Hello everyone! As promised in the first post about Azure File, today I will demonstrate how to create an Azure Files SMB share. However, first it is necessary to say that when we implement SMB shares with Azure, there are 2 basic scenarios. The first would be server to server and/or applications, in which case you can use standard admin account and access key. If you wanted to use your Active Directory domain identity with Azure Files, you will need to extend your domain to Azure (You can do this in 2 ways), that is, basically add the domain service in the Microsoft cloud, only in this one scenario you can integrate your storage account with identities, your users can each use their own domain account to use their file access privileges.
That said, let’s get down to the minimum requirements for using Azure Files on Windows machines (MacOS and Linux are also supported, but they’re not in the scope of this post).
Let’s get started!
Initially, to create an Azure Files you need to create a new Storage Account, because if you try to search Azure Files when creating a new resource, you will notice that nothing will be found.
Of course you can use an existing Storage Account, but for this post I will create a new storage account.
The important steps here is to create a resource group and the storage account itself, everything else you can customize according to your need or leave everything as default (If your don’t know how to create a Storage Account go to this post).
Hit ‘Review + Create’ and within 2 or 3 minutes you will have everything you need to create your Azure Files, Then click go to the resource. Once you have your new storage account open, hit the ‘File Share’ blade in the vertical menu on the left side.
Just for observation, at the top of the screen above it says that the Active Directory is not configured, i.e. in this scenario I could not use the identity service without first enabling the domain service in Azure.
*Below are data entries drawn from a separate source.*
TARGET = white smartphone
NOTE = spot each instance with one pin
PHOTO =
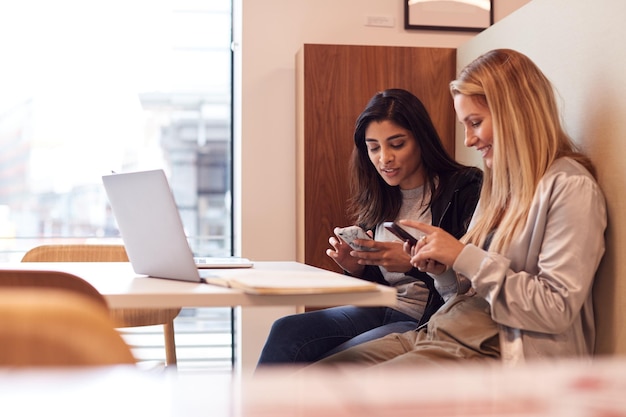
(348, 234)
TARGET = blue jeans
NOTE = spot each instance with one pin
(310, 336)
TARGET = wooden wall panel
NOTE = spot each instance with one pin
(334, 84)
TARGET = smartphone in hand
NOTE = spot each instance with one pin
(400, 232)
(348, 234)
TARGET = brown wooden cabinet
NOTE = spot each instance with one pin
(334, 83)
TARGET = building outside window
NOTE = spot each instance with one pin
(87, 88)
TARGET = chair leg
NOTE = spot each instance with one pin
(170, 344)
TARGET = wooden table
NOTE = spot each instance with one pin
(123, 288)
(550, 389)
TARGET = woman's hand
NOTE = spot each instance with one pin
(340, 253)
(390, 255)
(435, 251)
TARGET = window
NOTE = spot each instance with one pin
(90, 87)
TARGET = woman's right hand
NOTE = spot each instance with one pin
(340, 253)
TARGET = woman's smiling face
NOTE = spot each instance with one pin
(395, 154)
(476, 119)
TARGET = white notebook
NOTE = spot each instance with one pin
(152, 230)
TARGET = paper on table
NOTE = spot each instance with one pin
(292, 283)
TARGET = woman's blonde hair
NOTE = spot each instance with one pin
(527, 138)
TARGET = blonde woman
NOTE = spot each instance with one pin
(518, 283)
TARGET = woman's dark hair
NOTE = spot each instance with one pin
(372, 200)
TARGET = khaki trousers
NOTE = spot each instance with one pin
(461, 330)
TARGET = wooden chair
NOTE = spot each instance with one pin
(122, 317)
(57, 327)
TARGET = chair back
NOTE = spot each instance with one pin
(76, 253)
(44, 327)
(51, 280)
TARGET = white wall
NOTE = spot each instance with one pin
(579, 44)
(273, 31)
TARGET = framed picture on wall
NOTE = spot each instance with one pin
(455, 15)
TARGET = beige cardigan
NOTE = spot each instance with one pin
(540, 292)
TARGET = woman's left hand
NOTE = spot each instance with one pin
(435, 251)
Continuing with our configuration, hit ‘+ File Share’, type the name, put the amount of GiB needed then select the access tier needed. For this post I selected the cheapest for demonstration purposes, but you must select it according to your need (You can access here the Microsoft link explaining about each tier and pricing).
Now that the share has been created, navigate to the one we just created and you can see that there aren’t many options here. The main option is the ‘Connect’ option.
Hit the ‘Connect’ option and you will see that Azure will provide a script for Windows, Linux and MacOS.
Basically you will need to choose which operating system you will have the driver mapped, the driver letter (For Windows OS only) and which authentication method will be used.
To finish the only thing to do is run this PowerShell script on the machine where you want to have the driver mapped, with the only requirement being port 445 open for communication with Azure. In this script provided by azure, it already contains the account and password to access the resource, and at the time of execution of the script there is no need to elevate your PowerShell session.
The result I hope after executing the script will be the driver mapped as in the example below.
It is also possible to add the mapping manually, you just need to follow the following steps.
1 – On the machine you want to map the drive, open Windows Explorer and hit ‘This PC’, then right click on the white space and select Add network location, after that hit ‘Next’ twice and you will end up to a windows that you need to specify the address for the location you want to add.
2-Go back to Azure Files on Azure portal and hit ‘Properties’.
3- Copy URL without the HTTPS and paste on your Windows Explorer screen, but don’t forget to add the ‘\\’ and also change all others for back slash ‘\’. The result should be this:
4- Hit ‘Next’ and give a name for your network location, and hit ‘Next’ again.
5- Finally, it should ask for the user name and password to access the network location, so to grab that you need to go to Azure Portal again and grab it from your Azure Files Storage Account.
The credentials accessing format will be:
Now you will be able to put your files these will be automatically synced to the cloud or your on-premises environment (Depending on where you create the file).
I would also like to demonstrate the features of Azure Files snapshot and how the backup works, but this post is already too big, for this reason I will reserve these subjects for the next ones. If you have any questions, leave in the comments, see you soon!